Operational Options¶

Skipping Driver Upgrades¶

To exclude a node from driver upgrades, set the following label:

$ kubectl label node <node-name> rebellions.ai/npu-driver-upgrade.skip=true

To re-enable upgrades, remove the label:

$ kubectl label node <node-name> rebellions.ai/npu-driver-upgrade.skip-

The operator re-checks this label on every upgrade attempt, so it applies to both autoUpgrade: true and manual rollouts.

Don't confuse with `rebellions.ai/npu.deploy.skip`¶

Label	Effect
`rebellions.ai/npu-driver-upgrade.skip=true`	Pauses driver upgrades only. The current driver keeps running, and other NPU components are not affected.
`rebellions.ai/npu.deploy.skip=true`	Removes all RBLN NPU components from the node, including the driver itself. NPU workloads on the node will stop working.

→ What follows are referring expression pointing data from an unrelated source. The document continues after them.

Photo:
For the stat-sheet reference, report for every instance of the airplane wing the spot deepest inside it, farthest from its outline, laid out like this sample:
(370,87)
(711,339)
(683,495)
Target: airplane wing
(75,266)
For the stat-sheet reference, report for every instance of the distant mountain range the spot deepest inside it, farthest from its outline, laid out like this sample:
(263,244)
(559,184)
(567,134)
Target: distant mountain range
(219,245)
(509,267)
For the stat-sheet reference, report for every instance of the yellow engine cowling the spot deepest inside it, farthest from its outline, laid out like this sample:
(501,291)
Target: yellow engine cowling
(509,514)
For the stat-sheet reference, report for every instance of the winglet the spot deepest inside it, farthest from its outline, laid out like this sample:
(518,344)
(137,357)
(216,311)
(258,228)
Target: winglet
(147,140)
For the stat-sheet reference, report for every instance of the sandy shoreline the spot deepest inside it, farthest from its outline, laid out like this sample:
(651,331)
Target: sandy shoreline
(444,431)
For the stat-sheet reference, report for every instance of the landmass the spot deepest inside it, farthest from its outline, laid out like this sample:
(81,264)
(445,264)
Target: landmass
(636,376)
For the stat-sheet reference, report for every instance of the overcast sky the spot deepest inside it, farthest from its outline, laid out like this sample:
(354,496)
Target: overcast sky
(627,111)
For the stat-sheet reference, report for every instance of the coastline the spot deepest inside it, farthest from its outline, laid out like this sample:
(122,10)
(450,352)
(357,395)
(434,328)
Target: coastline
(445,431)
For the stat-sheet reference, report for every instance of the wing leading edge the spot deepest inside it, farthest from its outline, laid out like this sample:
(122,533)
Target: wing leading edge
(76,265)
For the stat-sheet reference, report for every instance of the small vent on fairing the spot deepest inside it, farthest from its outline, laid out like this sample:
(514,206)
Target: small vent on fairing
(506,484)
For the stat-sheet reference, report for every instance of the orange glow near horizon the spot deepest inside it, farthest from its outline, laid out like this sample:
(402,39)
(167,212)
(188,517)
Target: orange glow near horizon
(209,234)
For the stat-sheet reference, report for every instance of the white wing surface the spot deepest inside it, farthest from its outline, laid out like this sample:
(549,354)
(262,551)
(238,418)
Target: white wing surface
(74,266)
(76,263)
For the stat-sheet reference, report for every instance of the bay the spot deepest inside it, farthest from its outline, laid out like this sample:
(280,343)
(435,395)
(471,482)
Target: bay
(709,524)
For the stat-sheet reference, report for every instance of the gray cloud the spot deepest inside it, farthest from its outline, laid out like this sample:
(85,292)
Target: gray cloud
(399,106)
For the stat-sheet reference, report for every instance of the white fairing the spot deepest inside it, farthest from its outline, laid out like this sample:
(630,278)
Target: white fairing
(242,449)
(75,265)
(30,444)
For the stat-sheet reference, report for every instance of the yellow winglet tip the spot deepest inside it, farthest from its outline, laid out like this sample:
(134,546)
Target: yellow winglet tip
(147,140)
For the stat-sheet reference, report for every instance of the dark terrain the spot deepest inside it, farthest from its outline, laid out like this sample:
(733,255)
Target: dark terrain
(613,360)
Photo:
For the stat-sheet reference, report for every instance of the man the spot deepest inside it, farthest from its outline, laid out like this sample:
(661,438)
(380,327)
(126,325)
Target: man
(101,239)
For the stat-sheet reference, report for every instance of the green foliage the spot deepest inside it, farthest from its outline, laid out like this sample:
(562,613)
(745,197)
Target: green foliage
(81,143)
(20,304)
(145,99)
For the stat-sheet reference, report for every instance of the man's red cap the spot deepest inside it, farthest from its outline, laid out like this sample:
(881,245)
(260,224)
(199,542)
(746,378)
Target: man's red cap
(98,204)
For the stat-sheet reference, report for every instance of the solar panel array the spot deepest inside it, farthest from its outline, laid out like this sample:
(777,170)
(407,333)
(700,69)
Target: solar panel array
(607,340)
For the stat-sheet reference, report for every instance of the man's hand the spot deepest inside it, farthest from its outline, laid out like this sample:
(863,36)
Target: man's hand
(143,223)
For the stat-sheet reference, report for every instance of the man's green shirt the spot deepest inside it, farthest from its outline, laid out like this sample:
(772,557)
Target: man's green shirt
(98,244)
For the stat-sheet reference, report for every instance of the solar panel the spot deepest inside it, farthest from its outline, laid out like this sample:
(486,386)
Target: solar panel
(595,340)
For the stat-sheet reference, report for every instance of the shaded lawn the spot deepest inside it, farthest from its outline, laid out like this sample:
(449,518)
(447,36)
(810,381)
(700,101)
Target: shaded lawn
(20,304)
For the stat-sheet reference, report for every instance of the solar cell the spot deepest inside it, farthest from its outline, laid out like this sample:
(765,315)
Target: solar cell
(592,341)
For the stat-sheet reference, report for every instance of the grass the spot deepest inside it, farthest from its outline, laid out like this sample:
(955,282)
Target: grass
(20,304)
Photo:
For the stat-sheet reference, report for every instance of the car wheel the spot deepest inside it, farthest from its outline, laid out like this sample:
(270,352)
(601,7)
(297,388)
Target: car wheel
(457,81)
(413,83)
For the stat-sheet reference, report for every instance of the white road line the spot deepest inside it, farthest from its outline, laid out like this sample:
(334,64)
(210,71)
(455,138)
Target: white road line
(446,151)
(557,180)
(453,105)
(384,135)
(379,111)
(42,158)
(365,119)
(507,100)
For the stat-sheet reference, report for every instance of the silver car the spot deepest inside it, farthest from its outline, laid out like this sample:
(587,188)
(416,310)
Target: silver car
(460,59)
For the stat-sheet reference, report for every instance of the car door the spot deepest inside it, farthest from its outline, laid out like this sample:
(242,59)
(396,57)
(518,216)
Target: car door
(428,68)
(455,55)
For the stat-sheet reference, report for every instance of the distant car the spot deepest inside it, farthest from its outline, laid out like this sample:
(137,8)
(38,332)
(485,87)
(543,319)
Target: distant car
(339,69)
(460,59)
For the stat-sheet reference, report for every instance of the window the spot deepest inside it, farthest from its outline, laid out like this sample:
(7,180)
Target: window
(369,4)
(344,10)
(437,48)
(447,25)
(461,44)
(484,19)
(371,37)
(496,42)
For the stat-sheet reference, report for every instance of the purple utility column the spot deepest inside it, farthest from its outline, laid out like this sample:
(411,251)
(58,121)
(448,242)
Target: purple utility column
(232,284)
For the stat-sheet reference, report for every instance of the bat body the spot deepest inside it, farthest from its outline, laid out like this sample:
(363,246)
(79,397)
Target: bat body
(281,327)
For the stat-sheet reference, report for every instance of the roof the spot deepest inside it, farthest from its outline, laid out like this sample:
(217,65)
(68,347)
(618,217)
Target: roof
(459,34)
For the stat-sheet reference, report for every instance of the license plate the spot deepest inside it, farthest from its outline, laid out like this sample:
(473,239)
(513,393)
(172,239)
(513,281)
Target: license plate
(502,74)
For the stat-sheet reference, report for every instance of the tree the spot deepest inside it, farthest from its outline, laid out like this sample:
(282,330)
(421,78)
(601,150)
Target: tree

Use npu-driver-upgrade.skip to hold back upgrades. Use npu.deploy.skip only when you want to exclude the node from NPU workloads entirely. See Workload Labeling by Node for the full npu.deploy.skip workflow.

Inspecting state¶

To see which nodes are excluded and where the remaining nodes are in the upgrade state machine:

$ kubectl get nodes \
  -L rebellions.ai/npu.present \
  -L rebellions.ai/npu-driver-upgrade-state \
  -L rebellions.ai/npu-driver-upgrade.skip

Verifying the Running Driver¶

To confirm the driver pod has loaded the kernel module and the expected KMD version is in use, run rbln-smi inside the driver container on the target node.

First, find the driver pod for the node. Driver pods follow the rbln-driver-<os>-<kernel>-<hash> name pattern (see Driver Image Selection):

$ kubectl get pods -n rbln-system -o wide | grep rbln-driver

Then exec into the rbln-driver-container and invoke rbln-smi:

$ kubectl exec -n rbln-system <driver-pod> -c rbln-driver-container -- rbln-smi

The header reports the running KMD version, and the device table lists the NPUs the driver has bound on this node:

+-------------------------------------------------------------------------------------------------+
|                                Device Information KMD ver: 3.0.0                                |
+-----+-----------+---------+---------------+------+---------+------+---------------------+-------+
| NPU |    Name   | Device  |   PCI BUS ID  | Temp |  Power  | Perf |  Memory(used/total) |  Util |
+=====+===========+=========+===============+======+=========+======+=====================+=======+
| 0   | RBLN-CA25 | rbln0   |  0000:05:00.0 |  37C |  58.7W  | P14  |    0.0B / 15.7GiB   |   0.0 |
| 1   |           | rbln1   |  0000:06:00.0 |  39C |         | P14  |    0.0B / 15.7GiB   |   0.0 |
+-----+-----------+---------+---------------+------+---------+------+---------------------+-------+

After an upgrade, the KMD ver line should match spec.version in your RBLNDriver.